俳優の濱尾ノリタカが6月19日、自身のインスタグラムを更新し、出演するNHK連続テレビ小説『あんぱん』からの“退場”について心境を明かした。彼が演じた田川岩男は同日放送の第59回で物語から姿を消し、その描写とともに、やなせたかし氏の絵本との関連性も話題になっている。濱尾は投稿で、岩男という役、そして作品が描く戦争について深い思いをつづった。
連続テレビ小説『あんぱん』とその登場人物
『あんぱん』は、漫画家やなせたかし氏と妻・暢さんをモデルに、戦中から戦後の激動期を生き抜く夫婦の姿を描く物語だ。主人公・若松のぶを今田美桜が、柳井嵩を北村匠海が演じている。濱尾ノリタカが演じた岩男は、物語の中で重要な役割を担う人物の一人だった。
衝撃の第59回放送:岩男の最期
6月19日に放送された『あんぱん』第59回では、岩男が銃撃される壮絶なシーンが描かれた。息を引き取る間際、彼は傍らにいたリン(渋谷そらじ)に対し、「これでいい」と語りかけ、リンの行動を肯定するかのような言葉を残した。その後、八木(妻夫木聡)によって、リンが日本軍のゲリラ討伐で親を射殺されたことへの復讐として、父の形見の銃で岩男を撃ったことが明かされる。八木は涙ながらに、「ぼくの胸はちっとも晴れない」「イワオさんはぼくのやさしい先生でした」と語り、複雑な胸中を表した。
濱尾ノリタカが明かした心境と作品への思い
本編での最期を迎えたことを受け、濱尾ノリタカは自身のインスタグラムで率直な思いを明かした。「オンエアを観て、田川岩男は最期に、父親になれたのかもしれないな、と思いました」と、自身が演じたキャラクターの人生の終着点について考察。「戦争のことを、わかることなんてできないかもしれないけれど、それでも考え続けていかなければならないと思います」と、作品を通じて描かれる戦争というテーマについても言及した。彼はさらに、「ぼくは岩男とリンのことが大好きです。戦争はダメなことで、美しいことじゃない。ありがとうございました」と続け、役への愛情と、戦争に対する明確なメッセージを伝えた。

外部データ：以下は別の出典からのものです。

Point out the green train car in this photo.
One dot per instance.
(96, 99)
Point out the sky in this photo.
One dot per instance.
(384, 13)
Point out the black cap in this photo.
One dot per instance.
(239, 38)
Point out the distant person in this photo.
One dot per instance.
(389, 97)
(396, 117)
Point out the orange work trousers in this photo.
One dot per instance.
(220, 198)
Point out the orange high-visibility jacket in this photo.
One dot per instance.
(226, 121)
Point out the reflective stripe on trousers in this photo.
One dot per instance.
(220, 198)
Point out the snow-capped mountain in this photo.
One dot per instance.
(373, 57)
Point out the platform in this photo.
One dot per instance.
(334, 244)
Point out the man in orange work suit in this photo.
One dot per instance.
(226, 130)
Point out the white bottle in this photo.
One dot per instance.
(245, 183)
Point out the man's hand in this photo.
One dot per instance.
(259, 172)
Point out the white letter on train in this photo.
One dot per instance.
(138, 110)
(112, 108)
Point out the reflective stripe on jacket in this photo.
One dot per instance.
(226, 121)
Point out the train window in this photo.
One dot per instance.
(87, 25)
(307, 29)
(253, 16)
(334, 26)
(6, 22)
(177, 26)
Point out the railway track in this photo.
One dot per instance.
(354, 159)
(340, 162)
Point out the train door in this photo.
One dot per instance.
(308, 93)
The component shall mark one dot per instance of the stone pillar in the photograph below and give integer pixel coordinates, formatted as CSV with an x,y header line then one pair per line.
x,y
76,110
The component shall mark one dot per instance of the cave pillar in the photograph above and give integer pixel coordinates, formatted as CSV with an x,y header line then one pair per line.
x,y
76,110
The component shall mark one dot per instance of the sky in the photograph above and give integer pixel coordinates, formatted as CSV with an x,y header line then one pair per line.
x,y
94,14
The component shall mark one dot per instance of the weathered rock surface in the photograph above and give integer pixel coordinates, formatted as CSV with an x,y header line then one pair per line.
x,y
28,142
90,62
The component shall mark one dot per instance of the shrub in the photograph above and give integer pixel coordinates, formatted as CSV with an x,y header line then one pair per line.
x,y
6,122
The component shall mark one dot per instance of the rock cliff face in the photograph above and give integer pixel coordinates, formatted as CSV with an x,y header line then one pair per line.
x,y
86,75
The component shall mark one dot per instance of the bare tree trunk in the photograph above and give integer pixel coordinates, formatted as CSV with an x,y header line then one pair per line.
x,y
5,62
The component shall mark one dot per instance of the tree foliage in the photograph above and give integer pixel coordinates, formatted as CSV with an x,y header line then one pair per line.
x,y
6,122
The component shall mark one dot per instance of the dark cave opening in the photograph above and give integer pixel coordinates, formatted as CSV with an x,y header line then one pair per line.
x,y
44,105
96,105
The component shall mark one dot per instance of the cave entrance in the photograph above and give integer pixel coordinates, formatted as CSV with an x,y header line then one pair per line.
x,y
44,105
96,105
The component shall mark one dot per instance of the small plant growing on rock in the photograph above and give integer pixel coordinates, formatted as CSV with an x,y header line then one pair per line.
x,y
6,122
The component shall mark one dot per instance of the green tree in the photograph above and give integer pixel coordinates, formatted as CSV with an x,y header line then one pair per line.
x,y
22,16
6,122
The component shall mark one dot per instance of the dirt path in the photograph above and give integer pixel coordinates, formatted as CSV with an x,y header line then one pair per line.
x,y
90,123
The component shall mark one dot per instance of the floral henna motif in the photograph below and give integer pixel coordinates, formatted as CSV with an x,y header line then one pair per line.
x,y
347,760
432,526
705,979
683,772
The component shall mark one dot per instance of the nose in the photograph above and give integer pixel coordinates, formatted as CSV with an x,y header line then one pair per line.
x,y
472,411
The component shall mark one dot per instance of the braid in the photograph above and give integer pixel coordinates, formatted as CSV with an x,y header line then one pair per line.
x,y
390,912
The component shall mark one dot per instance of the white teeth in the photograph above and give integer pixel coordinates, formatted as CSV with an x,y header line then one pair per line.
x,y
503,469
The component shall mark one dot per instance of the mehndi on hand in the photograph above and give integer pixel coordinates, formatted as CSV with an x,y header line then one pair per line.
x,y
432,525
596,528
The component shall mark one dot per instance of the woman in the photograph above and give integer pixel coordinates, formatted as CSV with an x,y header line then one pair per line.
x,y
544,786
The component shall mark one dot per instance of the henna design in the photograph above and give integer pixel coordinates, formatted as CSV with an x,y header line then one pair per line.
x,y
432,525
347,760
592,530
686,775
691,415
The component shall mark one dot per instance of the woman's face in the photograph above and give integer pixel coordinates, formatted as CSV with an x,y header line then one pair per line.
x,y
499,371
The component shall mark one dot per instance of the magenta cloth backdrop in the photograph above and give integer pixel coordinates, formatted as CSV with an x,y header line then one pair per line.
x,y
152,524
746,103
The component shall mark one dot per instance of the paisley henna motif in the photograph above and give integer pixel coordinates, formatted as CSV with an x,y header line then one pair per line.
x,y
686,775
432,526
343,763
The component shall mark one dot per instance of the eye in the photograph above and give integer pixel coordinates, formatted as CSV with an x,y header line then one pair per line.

連続テレビ小説『あんぱん』の撮影現場より、岩男役・濱尾ノリタカとリン役・渋谷そらじの笑顔のオフショット
濱尾の投稿には、リン役の渋谷そらじとの笑顔のオフショットや、やなせたかし氏の絵本『チリンとすず』の写真も添えられていた。
『チリンとすず』との関連性と視聴者の考察
特に注目を集めたのが、やなせたかし氏の絵本『チリンとすず』の写真だ。この絵本は、子羊のチリンが母を殺した狼のウォーに弟子入りし、復讐を遂げる物語。放送中から、岩男とリンの関係性や展開が、『チリンとすず』のウォーとチリンを彷彿とさせるとの考察が視聴者の間で広がっていた。第59回の放送後には、SNS上で「セリフも同じだね」「まじでチリンとウォーの話でしたね…朝からきつい…」「そのままだった」といった声が多く上がり、両作のテーマや構造の類似性が改めて確認され、大きな反響を呼んだ。岩男とリンのエピソードは、『チリンとすず』が持つ「暴力と復讐」という重いテーマを朝ドラでどのように描くか、という点でも議論を呼んでいる。
まとめ
俳優・濱尾ノリタカは、連続テレビ小説『あんぱん』での岩男役の退場に際し、自身のインスタグラムを通じて役への思い、特にキャラクターの「父親像」への到達と、戦争というテーマについて深い洞察を語った。岩男とリンの物語が、やなせたかし氏のもう一つの代表作『チリンとすず』との構造的な関連性を持つことが示唆され、視聴者に強い衝撃と多様な考察を与えている。このエピソードは、『あんぱん』が単なる伝記ドラマに留まらず、やなせ氏の作品世界が持つ普遍的なテーマや、戦時下の複雑な人間関係、そして暴力と赦しといった重層的なメッセージを描き出そうとしていることを示している。